The Handee Marts team showed franchisees that coffee sales and customer satisfaction improved at stores that used the island coffee bars. Add to that the fact that Handee Marts paid for all the equipment upgrades, and the franchisees were game.

“We went out and redid the stores, building the coffee-island presence closer to the front of the store, as opposed to wherever you could fit it in back in the old days,” Triantafellou said.

The company is spending much of this year investing in store and equipment upgrades, though about 25-30% of its capital budget could be diverted to technology and systems upgrades for PCI compliance.

“We had a bunch of different POS systems out there, but we’re now on the verge of completing a total upgrade,” Triantafellou said, adding that Handee Mart is also installing wireless-area networking in its franchisees’ stores and could potentially add Wi-FI as an amenity for customers.

“Without seating, we’re not sure if it’s practical,” Triantafellou said. “But with iPhones and other technology, things change. It’s something we’re looking at.”

Leaping into Foodservice
More recently, 7-Eleven is starting to make headway in the foodservice category. Triantafellou said the national brand rolled out a small foodservice concept that uses a TurboChef oven to cook wings, pizza and other grab-and-go items positioned in a hot case. The program’s equipment runs about $30,000 to $40,000 per store.

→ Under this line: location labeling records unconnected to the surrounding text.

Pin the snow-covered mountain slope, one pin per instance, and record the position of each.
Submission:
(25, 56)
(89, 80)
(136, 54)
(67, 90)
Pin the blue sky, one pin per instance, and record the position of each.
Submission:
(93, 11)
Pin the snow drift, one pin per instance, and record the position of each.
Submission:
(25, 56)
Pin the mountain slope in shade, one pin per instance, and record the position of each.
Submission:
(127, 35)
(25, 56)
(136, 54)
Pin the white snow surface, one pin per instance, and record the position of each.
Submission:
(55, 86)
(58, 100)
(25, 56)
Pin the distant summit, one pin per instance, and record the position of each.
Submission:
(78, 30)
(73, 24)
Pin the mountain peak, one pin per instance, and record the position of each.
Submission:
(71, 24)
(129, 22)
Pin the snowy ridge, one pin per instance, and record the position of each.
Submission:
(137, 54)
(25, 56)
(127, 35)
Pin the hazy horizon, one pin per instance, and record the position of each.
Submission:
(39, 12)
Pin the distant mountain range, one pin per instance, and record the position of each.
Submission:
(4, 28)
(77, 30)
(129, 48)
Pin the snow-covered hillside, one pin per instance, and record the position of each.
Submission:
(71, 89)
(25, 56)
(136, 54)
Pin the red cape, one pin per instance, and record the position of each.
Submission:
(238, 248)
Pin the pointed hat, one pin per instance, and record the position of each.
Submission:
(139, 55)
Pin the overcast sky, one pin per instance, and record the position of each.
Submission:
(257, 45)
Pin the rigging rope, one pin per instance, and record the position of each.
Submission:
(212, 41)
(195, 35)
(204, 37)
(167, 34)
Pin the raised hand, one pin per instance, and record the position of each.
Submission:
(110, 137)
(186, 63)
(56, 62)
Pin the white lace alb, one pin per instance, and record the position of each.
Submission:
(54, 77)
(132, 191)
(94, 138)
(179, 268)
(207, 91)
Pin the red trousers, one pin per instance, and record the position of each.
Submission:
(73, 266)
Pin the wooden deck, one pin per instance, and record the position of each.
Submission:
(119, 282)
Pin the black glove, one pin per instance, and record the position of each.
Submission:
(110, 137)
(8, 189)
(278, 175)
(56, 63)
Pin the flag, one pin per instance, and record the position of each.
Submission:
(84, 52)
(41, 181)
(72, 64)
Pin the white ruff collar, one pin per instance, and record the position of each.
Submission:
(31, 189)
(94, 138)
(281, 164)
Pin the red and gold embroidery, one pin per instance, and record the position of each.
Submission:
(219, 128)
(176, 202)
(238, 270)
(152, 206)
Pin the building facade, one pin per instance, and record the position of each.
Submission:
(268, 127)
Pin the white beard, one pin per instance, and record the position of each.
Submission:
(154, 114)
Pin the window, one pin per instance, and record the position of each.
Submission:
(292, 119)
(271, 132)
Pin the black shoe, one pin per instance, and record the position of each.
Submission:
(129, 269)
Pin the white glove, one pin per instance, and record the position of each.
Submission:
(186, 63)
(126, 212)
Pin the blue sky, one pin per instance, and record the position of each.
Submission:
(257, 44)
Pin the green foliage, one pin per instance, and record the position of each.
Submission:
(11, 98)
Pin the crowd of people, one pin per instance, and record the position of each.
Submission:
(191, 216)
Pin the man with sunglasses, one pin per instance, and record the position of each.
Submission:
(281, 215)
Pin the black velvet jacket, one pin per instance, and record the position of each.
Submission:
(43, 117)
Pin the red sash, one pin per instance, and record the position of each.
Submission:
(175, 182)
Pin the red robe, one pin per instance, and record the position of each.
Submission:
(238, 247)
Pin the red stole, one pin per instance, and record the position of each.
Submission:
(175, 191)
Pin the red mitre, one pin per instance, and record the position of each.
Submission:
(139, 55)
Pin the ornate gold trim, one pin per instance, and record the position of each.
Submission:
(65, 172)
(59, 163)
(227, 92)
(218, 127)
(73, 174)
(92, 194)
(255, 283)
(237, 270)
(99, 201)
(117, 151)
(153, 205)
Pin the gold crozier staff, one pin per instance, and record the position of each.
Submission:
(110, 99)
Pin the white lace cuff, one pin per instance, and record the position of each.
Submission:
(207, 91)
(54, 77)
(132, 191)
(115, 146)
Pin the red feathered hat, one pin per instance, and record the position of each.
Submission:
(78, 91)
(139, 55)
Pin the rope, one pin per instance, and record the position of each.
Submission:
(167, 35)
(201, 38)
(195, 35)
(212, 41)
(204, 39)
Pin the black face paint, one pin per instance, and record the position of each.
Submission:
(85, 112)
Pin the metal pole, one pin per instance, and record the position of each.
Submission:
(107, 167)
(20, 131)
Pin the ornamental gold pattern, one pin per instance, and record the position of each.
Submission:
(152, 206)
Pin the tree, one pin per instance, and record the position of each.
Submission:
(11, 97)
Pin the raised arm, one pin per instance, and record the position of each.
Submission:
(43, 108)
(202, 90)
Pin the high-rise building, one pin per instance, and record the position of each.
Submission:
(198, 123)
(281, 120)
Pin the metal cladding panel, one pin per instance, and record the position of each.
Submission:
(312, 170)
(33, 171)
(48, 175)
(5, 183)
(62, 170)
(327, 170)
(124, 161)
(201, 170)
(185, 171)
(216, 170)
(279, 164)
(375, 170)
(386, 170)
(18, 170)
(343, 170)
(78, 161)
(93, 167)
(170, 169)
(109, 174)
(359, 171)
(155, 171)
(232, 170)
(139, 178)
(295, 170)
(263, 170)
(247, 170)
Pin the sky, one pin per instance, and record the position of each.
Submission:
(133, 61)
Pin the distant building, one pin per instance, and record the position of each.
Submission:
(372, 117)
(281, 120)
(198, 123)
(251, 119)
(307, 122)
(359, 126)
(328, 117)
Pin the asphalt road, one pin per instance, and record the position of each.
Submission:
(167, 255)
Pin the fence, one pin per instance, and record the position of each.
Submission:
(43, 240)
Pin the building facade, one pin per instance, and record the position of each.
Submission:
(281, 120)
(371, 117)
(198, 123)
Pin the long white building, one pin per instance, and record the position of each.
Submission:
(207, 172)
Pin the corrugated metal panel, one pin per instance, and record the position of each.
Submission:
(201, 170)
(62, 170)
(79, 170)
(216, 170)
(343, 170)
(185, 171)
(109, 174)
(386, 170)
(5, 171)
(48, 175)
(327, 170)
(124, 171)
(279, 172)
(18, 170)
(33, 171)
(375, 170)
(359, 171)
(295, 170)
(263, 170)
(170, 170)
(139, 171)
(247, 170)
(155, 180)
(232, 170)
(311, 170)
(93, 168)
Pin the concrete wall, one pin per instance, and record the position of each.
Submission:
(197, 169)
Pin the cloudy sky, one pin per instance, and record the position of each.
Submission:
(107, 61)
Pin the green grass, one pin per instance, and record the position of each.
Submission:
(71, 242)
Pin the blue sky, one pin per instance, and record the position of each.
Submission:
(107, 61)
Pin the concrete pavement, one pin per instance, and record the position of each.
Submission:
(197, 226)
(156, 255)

“They can do it in about 25 square feet, and they’ve reported good sales,” he said. “In fact, the initial reports had outstanding numbers. My team recently came back from looking at that hot-food program that 7-Eleven rolled out in Virginia–we’ll introduce two of those in our budget this year.”

Passing along these new programs and innovative solutions to franchisees hasn’t just paid off in sales and profit for Handee Marts—it also earned the company a nod for integrity and ethics.

The Gibsonia convenience retailer is among four finalists in the small-company category vying for the Eighth Annual Pittsburgh Business Ethics Award, presented by the Society of Financial Service Professionals’ Pittsburgh Chapter.

“It’s mainly presented from a business ethics standpoint, but community involvement is part of it, too,” Triantafellou said of the award. “We’re glad to take part in it. It’s a nice honor for the Turner family.”  

The awards ceremony, which will include U.S. Treasury Secretary Paul O’Neill as guest speaker, will be held in Pittsburgh in February.

 

On a Mission

Employees at Handee Marts Inc. are required to learn the company’s mission statement and then execute it at the store level. The statement says:

"The mission of Handee Marts, Inc. is to be the convenience store of choice for our customers by exceeding their expectations for our customer service and quality products, priced fairly, in a safe and clean environment.

The vision of Handee Marts, Inc., a licensee of 7-Eleven, Inc., is to be the convenience store of choice for our customers, exceeding their expectations for great customer service and quality products when they want them, at a fair price, in a friendly, clean and safe environment.

We recognize the value of people—our customers, employees, franchisees and business partners—and the importance of supporting our local communities."